The most prevalent forms of eating disorders are those characterized by binge eating (i.e., the consumption of a large amount of food, in a short period of time, with a loss of control over eating), including bulimia nervosa (BN), binge eating disorder (BED), and other specified feeding and eating disorders (OSFEDs) (American Psychiatric Association, 2013). These binge-related eating disorders (hereto referred to as BE syndromes or BE-S) are associated with some of the highest mortality rates of all psychiatric disorders (American Psychiatric Association, 2013, Arcelus et al., 2011, Crow et al., 2009, Crow et al., 2014) and often have chronic courses characterized by substantial psychiatric and medical morbidity (American Psychiatric Association, 2013, Keel and Brown, 2010, Kessler et al., 2013). Their decidedly bleak psychosocial outcomes (e.g., Keel et al., 2000) further attest to their public health significance and the urgent need to understand their development.

Given this clinical significance, experts have called for transdiagnostic studies that increase understanding of the full array of BE-S (Sysko and Walsh, 2011; Walsh and Sysko, 2009). Thus, in this narrative review, we focus on binge eating as the core maladaptive behavior that is common to all BE-S. This approach directly addresses recent initiatives (e.g., the NIMH’s Research Domain Criteria; Sanislow et al., 2010) that focus on transdiagnostic dimensions of observable behavior contributing to mental disorders. This focus on observable behaviors (rather than the complex constellation of behavior, cognition, and affect) provides a more powerful approach for identifying etiological processes that form the core of full syndromes (Sanislow et al., 2010) and it allows for translational research in non-human species. In addition to its significance for understanding BE-S, binge eating is an important target for women’s health research because it disproportionally affects females1 relative to males (2:1 up to 6:1) (Klump et al., 2017) and contributes to significant psychiatric comorbidity, medical complications, and risk for weight gain (American Psychiatric Association, 2013, Mitchell and Crow, 2010, Wassenaar et al., 2019).

Critically, this research is also needed to inform public health policy.
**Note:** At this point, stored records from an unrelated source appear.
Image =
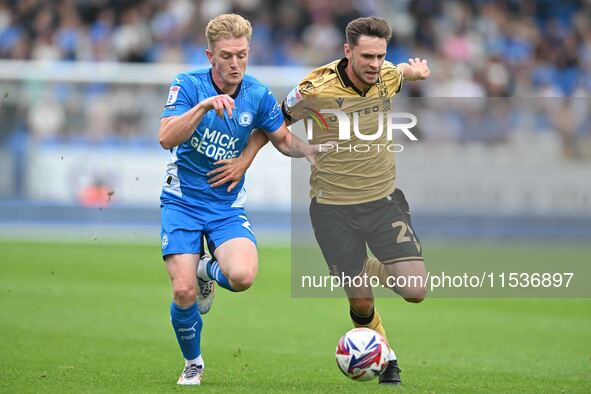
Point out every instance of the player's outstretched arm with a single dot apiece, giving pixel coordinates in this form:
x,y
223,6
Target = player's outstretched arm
x,y
415,70
232,170
291,145
174,130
Animal and human data show endogenous ovarian hormones (i.e., estrogen and progesterone) substantially increase risk for binge eating potentially via hormonally induced increases in genetic risk (Asarian and Geary, 2013, Harden et al., 2014, Klump et al., 2017). Approximately 85 % of women will take contraceptives (Bensyl et al., 2002; Chadwick et al., 2012, Hall and Trussell, 2012, Mosher and Jones, 2010) that mimic the riskiest hormonal milieus for binge eating (i.e., combined oral contraceptives (COCs) containing both synthetic estrogens (ethinyl estradiol) and progestins). Although the effects of the synthetic COC hormones within the central nervous system (CNS) are less studied, initial evidence suggests that they have regulatory effects (Singh and Su, 2013, Spona et al., 1980; Tofoletto et al., 2014) that are similar to, or in some cases more deleterious (e.g., decrease neuroprotection – see Singh and Su, 2013), than those of estrogen and progesterone. Unfortunately, these COCs are some of the most commonly used hormonal contraceptives (Bensyl et al., 2002; Mosher and Jones, 2010), and women typically begin taking these medications during the highest period of risk for BE-S (i.e., late adolescence/early adulthood) (American Psychiatric Association, 2013).
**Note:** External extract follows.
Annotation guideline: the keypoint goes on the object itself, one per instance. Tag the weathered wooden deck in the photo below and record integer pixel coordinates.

Given the above, the goal of this narrative review is to describe and synthesize studies examining the impact of COCs on risk for binge eating. We begin by reviewing evidence that endogenous estrogen and progesterone are associated with increased risk for binge eating in women. We then discuss the ways in which COCs may mimic and enhance this risk and review the (scant) data that are available thus far. We end by discussing potential mechanisms of effects, including individual differences in genetic risk that may explain why some, but not all, women develop binge eating in the presence of risky endogenous and exogenous hormone levels. We also outline directions for future research with an emphasis on large-scale, longitudinal, and translational studies in humans and animals that can substantially move the field forward in this important area of women’s health research.

Importantly, our goal in writing this review is NOT to dissuade women from using COCs. Our goal is to highlight potential adverse consequences of one type of hormonal contraceptive (COCs) for one type of woman (e.g., those with genetic risk) and spearhead personalized medicine approaches to this critical area of women’s health.